Devices may be dysfunctional for several reasons, Microsoft noted, including hardware failures, misconfigured or tampered-with software, and malicious attacks. The company’s patent filing also outlines “anomaly detection logic,” which uses machine learning to differentiate between malicious and non-malicious abnormal behavior.
Traditional monitoring methods, which rely on teams to monitor device behavior by looking just at reported data, are “prone to error when a device is alive but stops reporting on its status and health.”
“Conventional approaches for identifying abnormal or potentially harmful behavior within an enterprise network remain deficient,” Microsoft noted.
If Microsoft’s patent activity is any indication, the company is very interested in getting security right. The company has sought patents for cloud tenant cyberattack prevention, remote biometric authentication and even computer vision-based airport security technologies.

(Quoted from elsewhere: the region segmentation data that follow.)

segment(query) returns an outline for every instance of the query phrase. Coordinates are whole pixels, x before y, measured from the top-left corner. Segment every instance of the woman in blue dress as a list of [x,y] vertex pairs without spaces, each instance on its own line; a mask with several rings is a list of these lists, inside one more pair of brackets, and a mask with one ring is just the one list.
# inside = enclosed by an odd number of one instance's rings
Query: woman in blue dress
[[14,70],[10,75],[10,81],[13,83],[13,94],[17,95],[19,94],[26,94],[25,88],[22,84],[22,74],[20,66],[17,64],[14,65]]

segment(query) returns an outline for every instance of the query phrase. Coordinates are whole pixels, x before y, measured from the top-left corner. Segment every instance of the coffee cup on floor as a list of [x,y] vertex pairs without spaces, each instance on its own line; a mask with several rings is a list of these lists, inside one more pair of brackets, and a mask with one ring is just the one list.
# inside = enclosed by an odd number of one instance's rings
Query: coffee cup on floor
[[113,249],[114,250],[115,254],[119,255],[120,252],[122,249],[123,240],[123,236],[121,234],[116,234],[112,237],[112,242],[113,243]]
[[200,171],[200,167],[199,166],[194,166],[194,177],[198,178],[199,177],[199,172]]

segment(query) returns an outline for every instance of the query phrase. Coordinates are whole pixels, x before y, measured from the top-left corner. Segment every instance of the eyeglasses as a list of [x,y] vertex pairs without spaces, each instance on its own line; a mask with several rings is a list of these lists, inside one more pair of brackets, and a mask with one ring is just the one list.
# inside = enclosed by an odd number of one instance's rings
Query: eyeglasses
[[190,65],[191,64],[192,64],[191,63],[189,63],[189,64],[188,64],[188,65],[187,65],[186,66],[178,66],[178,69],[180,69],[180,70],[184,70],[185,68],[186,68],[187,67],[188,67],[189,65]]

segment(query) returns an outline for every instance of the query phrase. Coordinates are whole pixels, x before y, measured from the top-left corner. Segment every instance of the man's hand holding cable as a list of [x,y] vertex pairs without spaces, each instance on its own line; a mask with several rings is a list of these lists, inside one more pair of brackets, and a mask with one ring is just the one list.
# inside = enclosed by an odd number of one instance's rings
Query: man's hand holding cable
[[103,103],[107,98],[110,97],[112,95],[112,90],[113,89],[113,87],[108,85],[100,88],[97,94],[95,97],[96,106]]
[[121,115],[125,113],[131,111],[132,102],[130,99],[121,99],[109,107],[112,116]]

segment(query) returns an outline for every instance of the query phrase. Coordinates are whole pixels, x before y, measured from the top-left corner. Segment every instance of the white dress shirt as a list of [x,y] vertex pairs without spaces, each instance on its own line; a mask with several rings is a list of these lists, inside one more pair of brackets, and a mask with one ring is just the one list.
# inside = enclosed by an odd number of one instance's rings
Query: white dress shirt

A lot of Microsoft’s security-related patents have to do with keeping one very important thing safe: its cloud network. Makes sense, right? Microsoft Azure boasts thousands of personal and commercial clients, including 95% of Fortune 500 companies. Cyberattacks, specifically related to major companies, could deeply damage customer trust in Azure, potentially driving them to competitors like Google Cloud or AWS.
That said, Azure has suffered a number of vulnerabilities over the years. In August 2021, researchers discovered a flaw in an Azure database which had left the data of thousands of customers exposed for around two years. And in January, a cybersecurity firm discovered four more vulnerabilities which posed a risk of exposure. While all of these have since been patched, Microsoft may be keen on avoiding these missteps in the future.
Cloud computing represents a massive moneymaker for Microsoft. In the most recent quarter, the company’s Intelligent Cloud unit brought in $22.1 billion, up 16% year over year. Within this, Azure and other cloud services saw a 27% bump in revenue growth compared to the previous year’s quarter. Overall, its cloud business made up more than 40% of its sales for the quarter.
Cloud security is all the more crucial as the data needed for rapid AI development relies on massive cloud capacity. With competitors like Amazon and Google in the space, getting it right could be a determining factor in who remains ahead in the AI arms race.
Extra Drops
We’ve got some more to share.
Adobe wants to get its cues correct. The company wants to patent tech that detects “audio-visual cues” from videos. For example, a certain gesture or word could be the trigger for motion graphics or other video effects to kick in.
Google wants to fix your mis-clicks. The company is working on machine learning that can predict when a user wants to cancel a stream or a download.
EA is putting players on equal ground. The company wants to patent tech that detects “high-skilled entities in low-level matches of an online (game)” to make sure certain players don’t have “unfair advantages.”
What else is new?
Spotify is laying off 200 employees, roughly 2% of the company, as the company changes it’s approach to podcasting.
Thousands of British Airways and Boots employees were told that their personal information may have been compromised in a cyberattack relating to payroll provider Zellis.
Google is rolling out Passkeys to it’s business customers in Cloud and Workspaces in beta.